Programming. Probably more fun than you think.
I used to be a programmer.
Wait, come back. I’ll try to make this interesting.
Over the past decade I’ve coded websites to sell things both useless and useful. To matchmake lonely hearted singles, educate university students and deliver workplace training. I’ve coded spy games for children, sprawling eLearning systems, dinky little novelty sites. And (sorry) countless advertising emails.
These days I’m more of what you might call a dabbler but I still like to dive in and write some code when opportunity arises. Whenever I do, I’m reminded of just how wonderful it is to be immersed within the buzzing, humming universe of an evolving computer program. People who don’t code rarely expect this but for all of its technical rules and structural discipline, programming at its heart is a richly creative activity.
It’s a common misconception to think that programming and creativity are worlds apart. The assumption is grounded in a fundamental but incomplete truth: A computer program is an exacting set of instructions for a very dumb machine. This, or something like it, is the standard definition. There is no room for imprecision in software. No place for double-meanings or subtext.
But the way coders develop these precise systems is not a direct one. No two programmers will ever produce identical code, not even if the final software appears from the outside to be the same. Give ten novelists a plot summary and they will each write you a different story. Give ten programmers a functional specification and each one will produce something unique, an expression of their own voice as a programmer.
It helps if you forget about the purely functional definition of software as an end product. Instead, consider programming as a process. An architect may ultimately produce a set of blueprints, but to arrive at them requires consideration of space, harmony, light, materials, purpose, environment. The blueprints, as unflinchingly technical and mathematically precise as they may be, are the result of a deeply creative process. In the same fashion, programming is not really the practice of writing lines of code. It is the art of taking big, intractable problems and breaking them down into ever smaller ones which can be understood, explained and then carefully assembled into a living, breathing work of art.
Software is poetry. It’s the expression of ideas in the most elegant form a programmer can devise. Like a writer who chews the texture of words, rolls them against the tongue, seeks out the just-right way to tell each part of their tale, a programmer creatively employs structure and syntax of language to address problems, to arrange the sequence in which they are solved, assemble them into a story.
When you’re programming there are moments of sublime focus. At a practical level you’re writing a list of instructions, stepping line-by-line through the solution for a single current task amongst the thousands which collectively make up a computer program. The syntax rattles off the keyboard as easily and automatically as your lips and tongue shape words in conversation. But while this mechanical, mundane act is happening there is something magical, something wonderful, taking place deeper in your brain. You can see the system you’re building, the scope of it. The relationship between each piece of data, the functions that process information, the flow of information as your code corrals it down this pathway here, assesses its value at that intersection over there, re-routes it for processing in a factory you’ve purpose-built. It’s not lines of code on a screen, it’s as real and physical as a sprawling city.
The thrill of this is hard to explain.
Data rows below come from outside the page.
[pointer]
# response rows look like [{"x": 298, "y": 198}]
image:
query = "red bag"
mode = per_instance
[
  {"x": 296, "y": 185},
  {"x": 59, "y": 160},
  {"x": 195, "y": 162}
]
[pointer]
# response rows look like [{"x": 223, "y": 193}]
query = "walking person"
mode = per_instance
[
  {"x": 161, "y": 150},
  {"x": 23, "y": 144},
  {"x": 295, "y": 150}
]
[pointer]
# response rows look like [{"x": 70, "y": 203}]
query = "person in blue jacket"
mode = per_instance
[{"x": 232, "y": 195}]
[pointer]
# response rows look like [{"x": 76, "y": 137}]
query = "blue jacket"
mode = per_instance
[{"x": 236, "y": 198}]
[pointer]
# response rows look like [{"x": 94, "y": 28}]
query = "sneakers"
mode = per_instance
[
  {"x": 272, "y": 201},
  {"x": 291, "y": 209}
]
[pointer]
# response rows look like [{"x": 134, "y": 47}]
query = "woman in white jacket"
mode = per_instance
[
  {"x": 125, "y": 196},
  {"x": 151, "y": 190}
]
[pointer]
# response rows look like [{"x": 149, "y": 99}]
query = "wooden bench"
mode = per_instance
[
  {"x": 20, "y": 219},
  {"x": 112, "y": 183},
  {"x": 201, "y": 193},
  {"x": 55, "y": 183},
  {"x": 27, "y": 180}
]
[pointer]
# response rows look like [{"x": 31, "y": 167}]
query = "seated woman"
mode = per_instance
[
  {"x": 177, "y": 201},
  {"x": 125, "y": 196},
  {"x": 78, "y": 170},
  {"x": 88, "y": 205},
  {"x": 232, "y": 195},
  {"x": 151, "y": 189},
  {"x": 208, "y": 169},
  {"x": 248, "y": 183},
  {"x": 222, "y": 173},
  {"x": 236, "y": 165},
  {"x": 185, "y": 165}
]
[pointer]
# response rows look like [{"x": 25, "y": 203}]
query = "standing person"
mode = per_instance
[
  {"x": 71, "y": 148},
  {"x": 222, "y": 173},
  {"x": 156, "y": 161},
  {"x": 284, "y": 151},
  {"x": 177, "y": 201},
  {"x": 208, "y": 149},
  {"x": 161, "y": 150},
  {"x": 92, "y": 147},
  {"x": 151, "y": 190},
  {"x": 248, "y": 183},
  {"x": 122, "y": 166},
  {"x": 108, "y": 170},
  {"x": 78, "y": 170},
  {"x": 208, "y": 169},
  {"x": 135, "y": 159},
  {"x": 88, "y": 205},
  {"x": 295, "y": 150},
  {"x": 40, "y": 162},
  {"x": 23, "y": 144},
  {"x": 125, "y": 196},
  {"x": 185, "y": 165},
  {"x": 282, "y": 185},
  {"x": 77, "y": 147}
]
It’s an act of creativity that ignites you. You’re holding dozens of threads simultaneously in your mind, like a writer simultaneously juggling the broad macroscopic concerns of plotlines, character arcs and pace with the minutiae of sentence structure, the rhythm of three syllables vs two, weighing the beat of a comma against the finality of a full stop. The largest and smallest of scales collide and you are lost within it, completely absorbed by it. And it’s electric.
This is why I programmed for so long. Why I still return to it now and then. To find each time those same fizzing sparks of magic that i get when I compose a photograph, write a satisfying sentence, disappear inside a book or close my eyes and let a piece of music fold itself around me. It’s not because I’m a geek (although, let’s be honest, I am). It’s because I find no greater joy in the all the world than to create or lose myself in something beautiful.